A man poses with arms folded in front a screen with engineering illustrations.

NASA Mission to Include Contributions from UA Engineering

Two mean discuss a graphic on display screen between them.
At right, Dr. Rohan Sood, assistant professor of aerospace engineering and mechanics, discusses trajectories of the Solar Cruiser mission with James Pezent, a graduate student in aerospace engineering.

Engineering researchers at The University of Alabama will contribute to a pioneering spaceflight mission set to launch in 2025.

Dr. Rohan Sood, assistant professor of aerospace engineering and mechanics, is part of a NASA-led mission to demonstrate the ability to harness the Sun’s radiation to maneuver a sail-based spacecraft into new orbits. The technology will enable high-value science missions in support of NASA’s Heliophysics Solar Terrestrial Probes Program to observe the Sun from certain vantage points and its effects on the interplanetary space. Led by Marshall Space Flight Center in Huntsville, Alabama, the Solar Cruiser investigation is budgeted for $65 million.
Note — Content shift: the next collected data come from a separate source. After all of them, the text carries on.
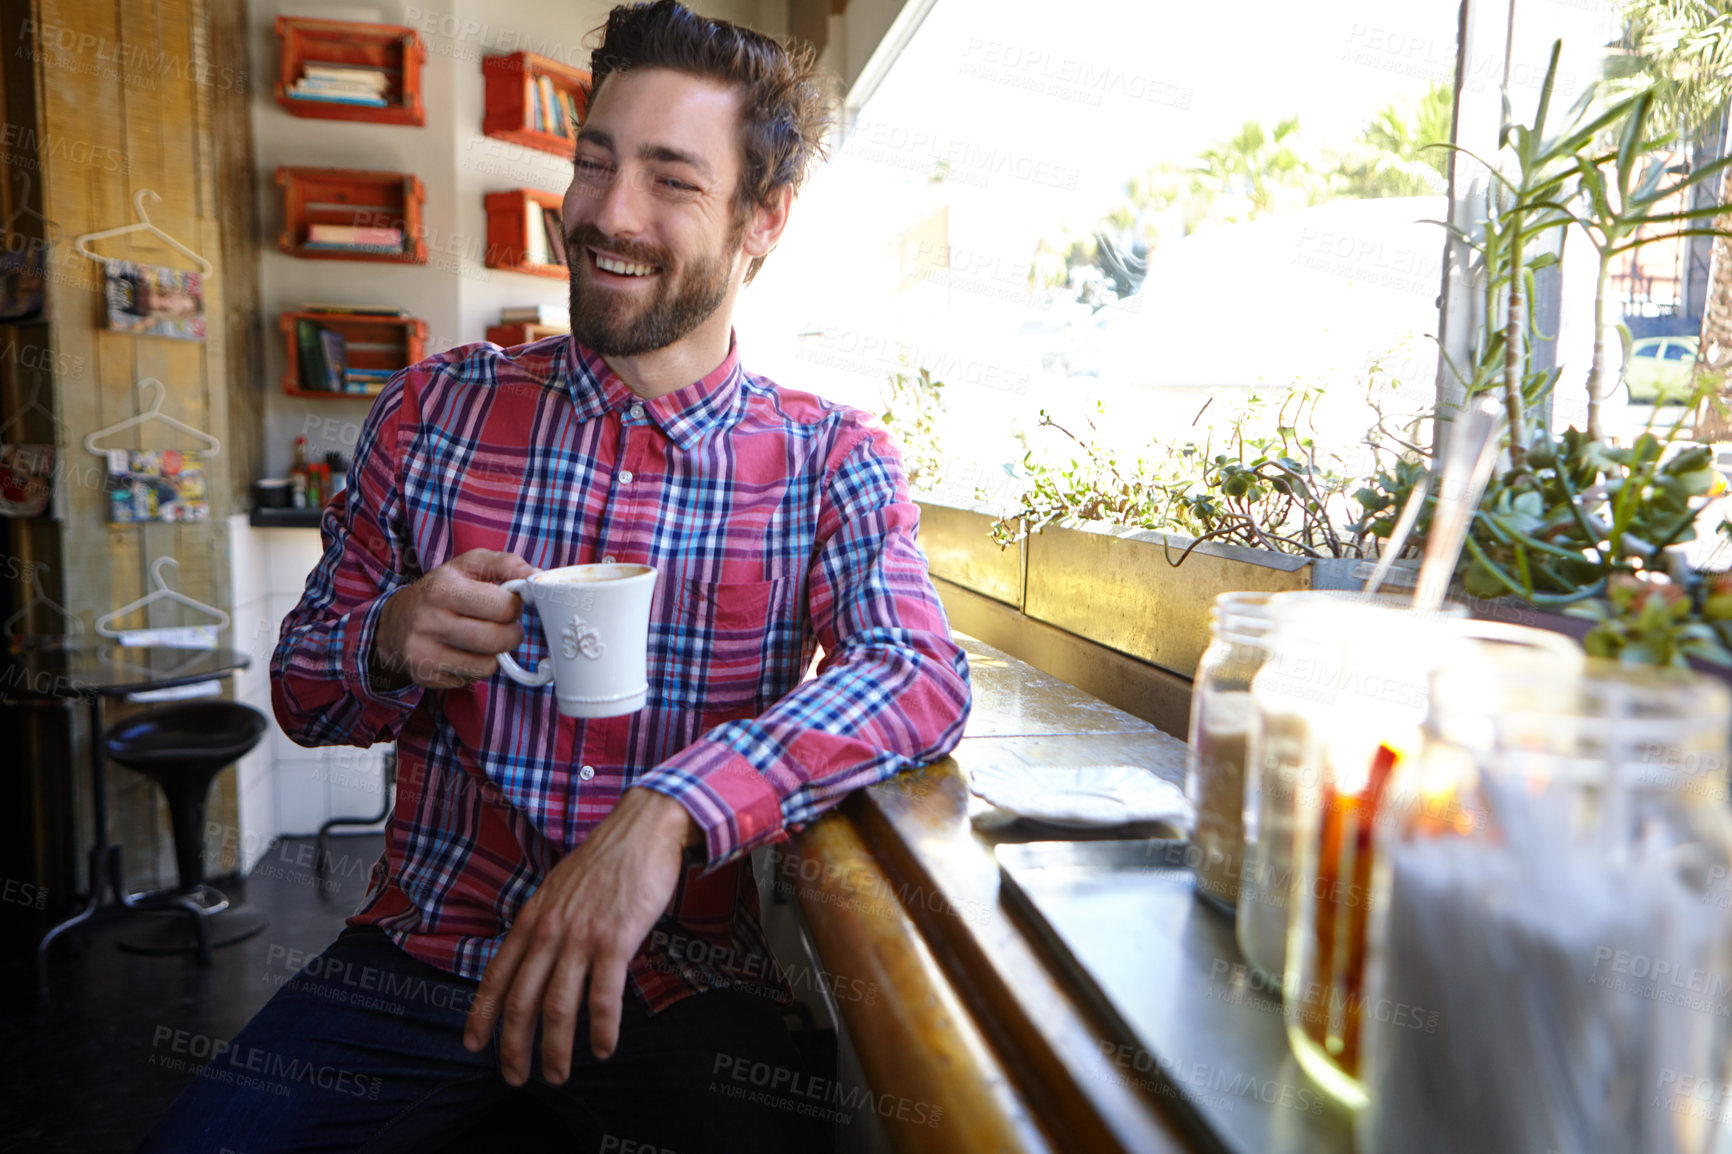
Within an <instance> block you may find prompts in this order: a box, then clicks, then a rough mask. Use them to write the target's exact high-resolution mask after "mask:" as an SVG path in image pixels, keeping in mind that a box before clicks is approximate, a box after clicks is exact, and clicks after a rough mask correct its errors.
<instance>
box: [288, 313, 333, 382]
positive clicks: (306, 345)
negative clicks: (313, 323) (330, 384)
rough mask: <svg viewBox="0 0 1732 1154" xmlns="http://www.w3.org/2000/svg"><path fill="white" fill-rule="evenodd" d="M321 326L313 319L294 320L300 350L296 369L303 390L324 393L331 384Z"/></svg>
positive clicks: (295, 339) (294, 332)
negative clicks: (324, 349)
mask: <svg viewBox="0 0 1732 1154" xmlns="http://www.w3.org/2000/svg"><path fill="white" fill-rule="evenodd" d="M319 333H320V329H319V326H317V324H313V322H312V321H296V322H294V347H296V350H298V352H300V362H298V364H296V371H298V376H300V381H301V390H303V392H308V393H322V392H327V386H329V381H327V379H326V373H324V341H320V340H319Z"/></svg>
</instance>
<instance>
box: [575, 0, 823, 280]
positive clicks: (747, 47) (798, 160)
mask: <svg viewBox="0 0 1732 1154" xmlns="http://www.w3.org/2000/svg"><path fill="white" fill-rule="evenodd" d="M596 31H598V33H601V43H599V45H598V47H596V49H594V50H592V52H591V55H589V73H591V78H592V88H591V99H594V97H596V94H598V92H601V83H603V81H604V80H606V78H608V76H611V75H613V73H624V71H630V69H634V68H670V69H674V71H681V73H689V75H693V76H705V78H708V80H719V81H722V83H727V85H733V87H734V88H736V90H738V92H740V152H741V158H743V159H745V172H743V175H741V178H740V187H738V189H734V224H743V222H745V218H746V217H748V215H750V211H752V210H753V208H760V206H767V204H769V203H771V198H772V196H774V194H776V191H778V189H781V187H783V185H788V187H790V189H792V191H793V194H798V192H800V185H802V184H805V177H807V173H809V172H811V168H812V161H814V159H818V158H819V156H821V154H823V135H824V128H826V126H828V123H830V120H828V111H826V107H824V95H823V85H821V83H819V73H818V59H816V57H814V54H812V50H811V49H809V47H804V45H802V47H785V45H781V43H778V42H776V40H772V38H769V36H766V35H764V33H757V31H752V29H750V28H741V26H740V24H731V23H727V21H719V19H710V17H707V16H698V14H696V12H693V10H691V9H688V7H686V5H682V3H677V2H675V0H653V3H622V5H618V7H615V9H613V10H611V12H608V23H606V24H603V26H601V28H598V29H596ZM762 263H764V258H762V256H755V258H753V260H752V263H750V265H748V267H746V282H750V281H752V277H753V276H757V270H759V265H762Z"/></svg>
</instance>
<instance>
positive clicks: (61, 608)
mask: <svg viewBox="0 0 1732 1154" xmlns="http://www.w3.org/2000/svg"><path fill="white" fill-rule="evenodd" d="M45 568H48V567H47V565H43V563H40V561H38V563H36V565H31V567H29V600H28V601H24V608H21V610H19V612H16V613H12V615H10V617H7V619H5V624H3V626H0V632H3V634H5V636H9V638H10V636H16V634H14V632H12V626H16V624H17V622H21V620H26V619H28V617H29V612H31V610H33V608H36V606H38V605H47V606H48V608H52V610H54V612H55V613H59V615H61V617H62V619H64V620H66V622H69V624H71V629H69V631H68V632H66V636H68V638H76V636H80V634H81V632H83V631H85V622H81V620H80V619H78V615H76V613H73V612H69V610H68V608H66V606H64V605H61V603H59V601H55V600H54V598H50V596H48V594H47V593H43V589H42V570H45Z"/></svg>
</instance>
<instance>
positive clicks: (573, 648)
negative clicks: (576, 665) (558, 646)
mask: <svg viewBox="0 0 1732 1154" xmlns="http://www.w3.org/2000/svg"><path fill="white" fill-rule="evenodd" d="M559 643H561V645H559V653H561V655H563V657H565V660H573V658H575V657H577V655H578V653H582V655H584V657H587V658H591V660H594V658H598V657H601V655H603V653H604V652H606V648H608V646H606V643H604V641H603V639H601V631H599V629H596V627H594V626H591V624H589V622H587V620H584V619H582V617H573V619H572V620H568V622H566V626H565V632H561V634H559Z"/></svg>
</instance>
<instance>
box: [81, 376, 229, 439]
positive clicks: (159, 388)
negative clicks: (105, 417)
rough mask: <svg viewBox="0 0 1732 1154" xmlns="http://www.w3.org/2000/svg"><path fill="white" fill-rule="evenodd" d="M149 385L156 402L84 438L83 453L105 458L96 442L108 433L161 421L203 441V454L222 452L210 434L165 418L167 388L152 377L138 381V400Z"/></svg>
mask: <svg viewBox="0 0 1732 1154" xmlns="http://www.w3.org/2000/svg"><path fill="white" fill-rule="evenodd" d="M151 385H154V386H156V400H152V402H151V407H149V409H145V411H144V412H140V414H139V416H130V418H126V419H125V421H116V423H114V425H109V426H107V428H99V430H97V431H94V433H90V435H88V437H85V451H87V452H94V454H97V456H99V457H106V456H107V449H97V440H100V438H102V437H107V435H109V433H120V431H121V430H128V428H132V426H133V425H144V423H145V421H161V423H163V425H168V426H173V428H178V430H180V431H182V433H191V435H192V437H197V438H199V440H203V442H204V444H206V445H208V447H206V449H204V452H208V454H210V456H213V457H215V456H216V454H218V452H222V442H220V440H216V438H215V437H211V435H210V433H206V431H204V430H201V428H192V426H191V425H187V423H184V421H177V419H175V418H171V416H166V414H165V412H163V397H166V395H168V388H165V386H163V383H161V381H159V379H156V378H154V376H147V378H144V379H140V381H139V393H140V399H142V393H144V392H145V388H147V386H151Z"/></svg>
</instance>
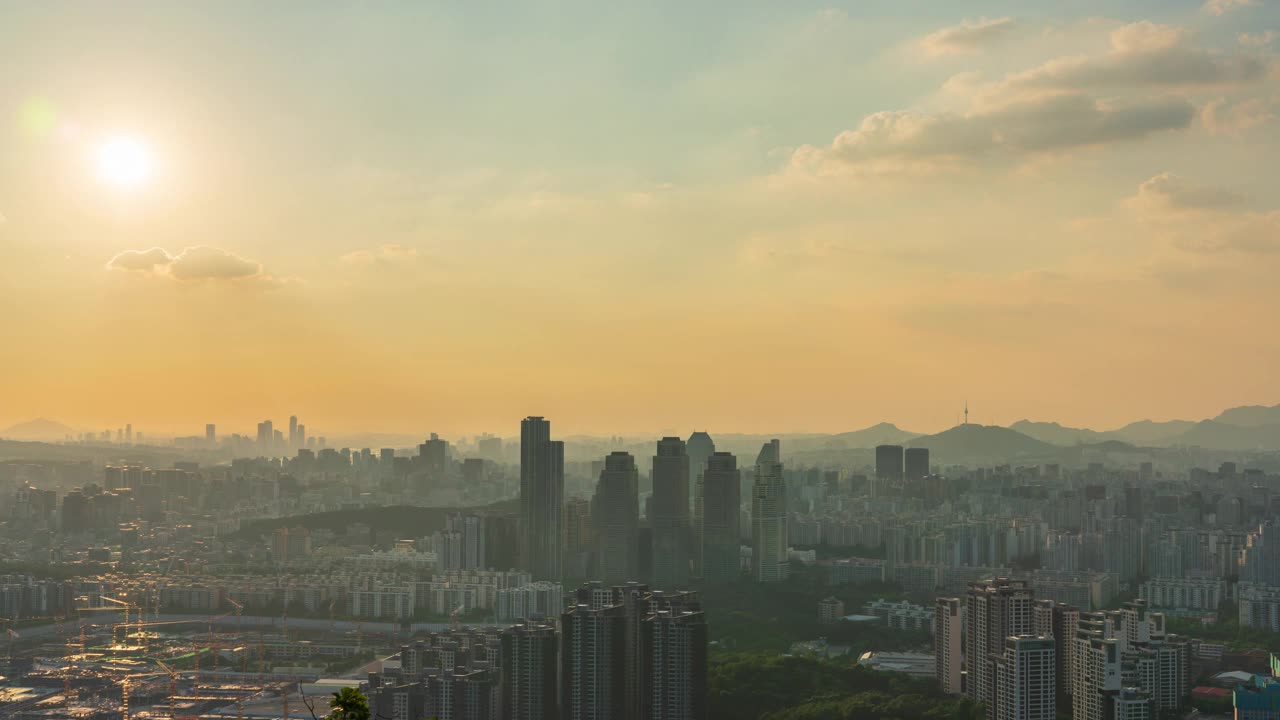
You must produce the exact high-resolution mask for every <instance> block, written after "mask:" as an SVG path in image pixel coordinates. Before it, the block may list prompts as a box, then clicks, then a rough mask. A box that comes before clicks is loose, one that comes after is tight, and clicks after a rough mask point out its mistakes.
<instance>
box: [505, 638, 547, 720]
mask: <svg viewBox="0 0 1280 720" xmlns="http://www.w3.org/2000/svg"><path fill="white" fill-rule="evenodd" d="M500 642H502V660H500V662H502V684H500V688H499V696H500V701H499V706H500V708H502V717H503V719H509V720H557V719H558V717H559V703H558V702H557V694H556V693H557V673H558V671H559V662H558V659H559V638H557V635H556V628H554V626H552V625H544V624H538V623H526V624H524V625H517V626H513V628H508V629H506V630H503V633H502V641H500Z"/></svg>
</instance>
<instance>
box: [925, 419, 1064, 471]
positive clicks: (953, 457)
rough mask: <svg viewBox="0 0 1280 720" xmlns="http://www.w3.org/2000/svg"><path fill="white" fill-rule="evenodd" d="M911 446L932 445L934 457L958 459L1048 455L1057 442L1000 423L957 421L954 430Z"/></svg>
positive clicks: (962, 460)
mask: <svg viewBox="0 0 1280 720" xmlns="http://www.w3.org/2000/svg"><path fill="white" fill-rule="evenodd" d="M908 447H928V448H929V454H931V455H932V456H934V457H946V459H948V461H952V462H957V461H964V460H970V459H982V457H1004V459H1009V460H1016V459H1019V457H1033V456H1044V455H1050V454H1052V452H1055V451H1056V450H1057V446H1056V445H1055V443H1050V442H1044V441H1041V439H1037V438H1033V437H1029V436H1027V434H1024V433H1020V432H1018V430H1014V429H1010V428H1001V427H1000V425H956V427H954V428H951V429H950V430H942V432H941V433H937V434H932V436H923V437H918V438H914V439H911V441H910V442H909V443H908Z"/></svg>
UA is one of two universities on the Solar Cruiser team, joining NASA and contractors.

“This is a huge step for The University of Alabama and opens up the possibilities of building on this mission to further increase our collaborations with NASA centers across the United States,” Sood said. “The current collaboration puts UA on the national stage to show that we, here at UA,  have the research capabilities that can support ongoing and planned NASA missions, and our students are well prepared for the tasks.”

Sood and students in his lab working on the project will design trajectories for the spacecraft, compute effectiveness of different sail sizes, and investigate ways of leveraging the technology for future missions, including Solar Polar Imager concept, a mission to orbit the Sun in a novel way to capture imagery of its poles.

Solar Cruiser is planned to share a ride to space in 2025 with NASA’s Interstellar Mapping and Acceleration Probe, or IMAP, as part of the Solar Terrestrial Probes Missions of Opportunity. The launch of the IMAP mission in 2025 to the first L1, or Lagrangepoint, about 1 million miles towards the Sun, will be a pathfinder for NASA’s new RideShare policy.

Focusing on small satellites and tech demonstrations helps prove the capabilities of these smaller missions and pairing them with existing missions for launch provides more avenues for learning about the solar system and developing innovative technical capabilities, according to NASA.

Consisting of a nearly 18,000-square-foot solar sail, Solar Cruiser will demonstrate the ability to use solar radiation as a propulsion system, enabling future missions in new orbits including SmallSat observations from deep space, out of the ecliptic plane, and in stationary orbits in the Earth’s geo-tail.

Solar Cruiser will demonstrate one such orbit, where a spacecraft maintains position along the Earth-Sun line at a point closer to the Sun than L1. By positioning a monitoring spacecraft closer to the Sun, space weather scientists hope to obtain more advanced warnings of solar storms headed to Earth.

Getting a spacecraft out of the ecliptic plane, the plane in which the Earth orbits the Sun, is expensive in either fuel or time. Traditionally, planets have been used to slingshot spacecraft out of the plane, as has been done with previous deep space probes. If solar radiation can be used to propel a spacecraft out of the ecliptic plane, the technology could lead to innovative explorations.

“We are trying to understand the Sun better – the particles that come from it and learn how our solar system functions,” Sood said. “If this mission is successful, it will demonstrate that we can leverage a sail to accomplish missions that were otherwise simply too expensive to realize, and help humanity explore regions of space we thought couldn’t be reached.”